In some cases, OCD is confused with inattention, most often when a child is so fearful of making a mistake that he is unable to move on to the next task or activity.
What About Bipolar Disorder?
Although bipolar disorder may not occur along the same continuum as cortical wiring problems, emotional regulatory problems, and tic disorders, individuals with ADHD do face an increased risk for this highly complex disorder.
Bipolar disorder is characterized by mood swings that vacillate between depression and a “super-happy” state called mania. The mind races. It is difficult to stop talking or acting or to relax. Moods may swing from calm to rage and back again. Behavior is driven by neurochemistry and may appear inappropriate.

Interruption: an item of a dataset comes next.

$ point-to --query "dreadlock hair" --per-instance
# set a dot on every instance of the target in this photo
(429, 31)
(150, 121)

Unlike the mood shifts that characterize ADHD (which are usually triggered by life events), bipolar mood shifts may appear to come and go without any connection to the outside world, and may be sustained over longer periods of time.

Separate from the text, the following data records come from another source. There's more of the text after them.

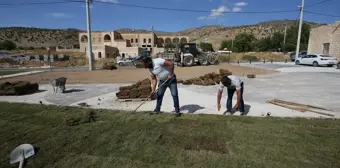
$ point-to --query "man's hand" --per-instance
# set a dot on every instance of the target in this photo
(236, 106)
(169, 76)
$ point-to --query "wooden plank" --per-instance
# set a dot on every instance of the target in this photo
(302, 105)
(287, 106)
(299, 109)
(289, 103)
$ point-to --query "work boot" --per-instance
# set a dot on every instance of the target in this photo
(155, 112)
(177, 114)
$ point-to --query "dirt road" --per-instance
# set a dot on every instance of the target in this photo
(132, 75)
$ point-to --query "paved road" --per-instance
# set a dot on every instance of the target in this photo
(80, 68)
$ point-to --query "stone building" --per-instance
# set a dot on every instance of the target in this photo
(325, 40)
(111, 44)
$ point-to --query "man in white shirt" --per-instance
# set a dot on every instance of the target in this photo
(232, 83)
(163, 70)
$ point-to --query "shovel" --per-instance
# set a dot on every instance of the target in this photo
(20, 153)
(150, 95)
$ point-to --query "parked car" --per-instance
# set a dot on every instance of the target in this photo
(126, 61)
(301, 54)
(317, 60)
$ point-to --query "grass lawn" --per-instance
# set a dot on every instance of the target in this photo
(9, 72)
(125, 140)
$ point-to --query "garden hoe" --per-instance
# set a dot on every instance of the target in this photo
(150, 95)
(20, 153)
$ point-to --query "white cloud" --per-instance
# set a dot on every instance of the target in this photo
(112, 1)
(241, 4)
(215, 13)
(236, 9)
(60, 15)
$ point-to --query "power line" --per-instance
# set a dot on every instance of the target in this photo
(322, 14)
(317, 3)
(39, 3)
(187, 10)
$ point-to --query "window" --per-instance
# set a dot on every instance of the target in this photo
(326, 48)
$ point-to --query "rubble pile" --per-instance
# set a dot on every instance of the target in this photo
(18, 88)
(109, 66)
(141, 89)
(207, 79)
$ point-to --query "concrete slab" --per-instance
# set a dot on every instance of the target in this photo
(319, 89)
(289, 67)
(20, 74)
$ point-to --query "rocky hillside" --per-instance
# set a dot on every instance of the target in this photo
(215, 34)
(36, 37)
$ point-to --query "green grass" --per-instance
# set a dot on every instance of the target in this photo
(123, 139)
(9, 72)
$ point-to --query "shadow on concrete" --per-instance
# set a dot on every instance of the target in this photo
(246, 110)
(191, 108)
(74, 90)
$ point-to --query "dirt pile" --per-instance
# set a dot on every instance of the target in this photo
(18, 88)
(207, 79)
(109, 66)
(141, 89)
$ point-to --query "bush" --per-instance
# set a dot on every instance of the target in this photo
(250, 58)
(223, 58)
(8, 45)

A child or adolescent who appears to be depressed and exhibits severe ADHD-like symptoms, with outbursts and mood changes, should be evaluated by a psychiatrist or psychologist with experience in bipolar disorder, particularly if there is a family history of the illness.
Getting Help for Your Child
Are your child’s symptoms secondary to ADHD (and therefore likely to go away on their own, once treated)? Or are they evidence of a comorbid disorder (which requires additional treatment)? It’s not always easy to tell.

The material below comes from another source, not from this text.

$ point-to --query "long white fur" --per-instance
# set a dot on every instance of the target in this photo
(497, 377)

Consider where and when your child’s problems arise. Secondary problems typically start at a certain time or occur only under certain circumstances. Did your daughter start experiencing anxiety only in the third grade? Is she anxious only in school or at home when doing homework? Odds are, her anxiety is secondary to ADHD and not a true comorbid disorder. Ditto if your son became aggressive only upon starting middle school.
In contrast, comorbid disorders are both chronic and pervasive. They are generally apparent from early childhood and occur in every life situation. Rather than occurring just during the school day, for instance, they persist over weekends and holidays and during the summer; they are evident in school, at home, at work, and in social situations. As with ADHD, there is often a family history of similar problems.
Perhaps you feel that your daughter’s ADHD medication is working, but her teacher continues to describe her as inattentive and suggests increasing the dose. Maybe the inattention is because she has an unrecognized learning disability, or she is anxious in class, depressed, or tied up with obsessions.
If you suspect that your child has a comorbid condition, consult a child and adolescent psychiatrist or psychologist. Specific assessments may be needed to identify learning, language, motor, or organization/executive function problems. A clinical evaluation will be needed to see if there is anxiety, depression, anger control, OCD, or a tic disorder.
Regulatory problems — anxiety, depression, anger control, and OCD — often respond to a specific group of medications known as selective serotonin reuptake inhibitors, or SSRIs. These medications, which include Prozac, Paxil, Zoloft, Luvox, and Celexa, can generally be used in conjunction with ADHD meds.
Tic disorders are treated with medications such as Catapres, Haldol, Tenex, and Orap — which can generally be given along with ADHD stimulant medication.
Bipolar disorder is an exceedingly complex condition with many possible treatments. With this disorder especially, it’s important to work with a psychiatrist who understands how to use these medications and, when necessary, use them along with the medications for ADHD.
Ultimately, trust your intuition. If you feel that your child might have one or more of these related neurologically based disorders, take action. Early recognition of the problem and prompt intervention are critical, before the problems become greater or more ingrained.